Currently, 89% of people in intensive care are unvaccinated. Hospitalizations are likely to increase as the trend typically lags four to five days after an increase in cases.
"We are concerned that even a very small proportion of these cases ending up in the hospital could overwhelm our hospital system and increase the loss of lives of those most vulnerable," said incoming NCDHHS Secretary Kody H. Kinsley. "Everyone can help save lives and protect hospital capacity by getting vaccinated if you haven't already and getting boosted if you are eligible."
Because of high demand and staffing shortages, the Orange County Health Department's COVID-19 test clinics are now by appointment only.
All test sites are closed on Saturday for New Year's Day. You can find more information about testing in Orange County here
Wake County Public School System is expanding its on campus COVID-19 testing program to all of its schools starting in 2022.
Through the district's partnership with Mako Medical, students and staff will be able to get weekly tests at their school. School officials also recommend that students get tested in the days before classes start to make sure they are healthy before they come back to class.

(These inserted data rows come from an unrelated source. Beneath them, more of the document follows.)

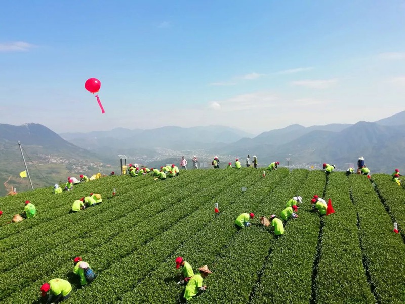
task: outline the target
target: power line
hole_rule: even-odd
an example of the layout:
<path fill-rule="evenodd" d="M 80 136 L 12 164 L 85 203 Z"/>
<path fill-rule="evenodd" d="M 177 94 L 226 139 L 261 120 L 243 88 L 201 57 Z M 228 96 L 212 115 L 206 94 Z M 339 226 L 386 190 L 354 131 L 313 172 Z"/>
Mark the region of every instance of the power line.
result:
<path fill-rule="evenodd" d="M 25 149 L 24 149 L 24 148 L 23 147 L 23 148 L 22 148 L 22 149 L 23 149 L 23 150 L 24 150 L 24 151 L 25 153 L 25 154 L 27 155 L 27 157 L 28 157 L 28 158 L 29 159 L 29 160 L 30 160 L 30 161 L 31 161 L 31 163 L 32 164 L 32 165 L 34 165 L 34 167 L 35 167 L 35 169 L 36 169 L 36 170 L 38 170 L 38 172 L 39 172 L 39 174 L 40 174 L 40 176 L 42 176 L 42 178 L 44 179 L 44 180 L 45 181 L 46 181 L 47 183 L 49 183 L 49 180 L 48 180 L 48 179 L 47 179 L 45 178 L 45 177 L 44 175 L 42 175 L 42 173 L 41 172 L 40 170 L 39 170 L 39 169 L 38 169 L 38 168 L 37 168 L 37 167 L 36 167 L 36 166 L 35 165 L 35 163 L 34 163 L 34 162 L 33 162 L 33 161 L 32 161 L 32 160 L 31 160 L 31 158 L 30 158 L 30 157 L 29 157 L 29 155 L 28 155 L 28 153 L 27 153 L 27 151 L 25 150 Z"/>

The district also emphasized the importance of vaccinations now that vaccines are authorized for children 5 years old and up. According to the latest NCDHHS data, 38% of the Wake County population ages 5-11 has gotten at least one dose of a COVID-19 vaccine, and 68% of those 12-17 have gotten their first dose.
The Wayne County Health Department will not have COVID-19 testing available until further notice.
Demand for testing has increased significantly nationwide over the past two weeks, and additional test kits have been ordered from the State. At this time, testing is expected to resume by the middle of next week.
THURSDAY MORNING HEADLINES
In a news conference Wednesday, the director of the World Health Organization warned that as the Delta and Omicron variants circulate the globe simultaneously, the world could see a "tsunami" of COVID-19 cases in the coming months.
"Right now, Delta and Omicron are twin threats that are driving up cases to record numbers, which again is leading to spikes in hospitalizations and deaths," WHO director-general Tedros Adhanom Ghebreyesus said. "I am highly concerned that Omicron being more transmissible, circulating at the same time as Delta - is leading to a tsunami of cases."
Tedros referenced studies that indicate Omicron may cause less severe disease than previous strains, however, he stressed the importance of its increased transmissibility, saying that it will still lead to increased hospitalizations and deaths.
His announcement came as the U.S. joined the list of countries that reported record high case counts--the average 7-day case count for the U.S. topped 275,000 on Wednesday according to CDC data.
The WHO recommends vaccines as the best way to slow the pandemic--recommending governments encourage 70% of their populations to get vaccinated by July 2022.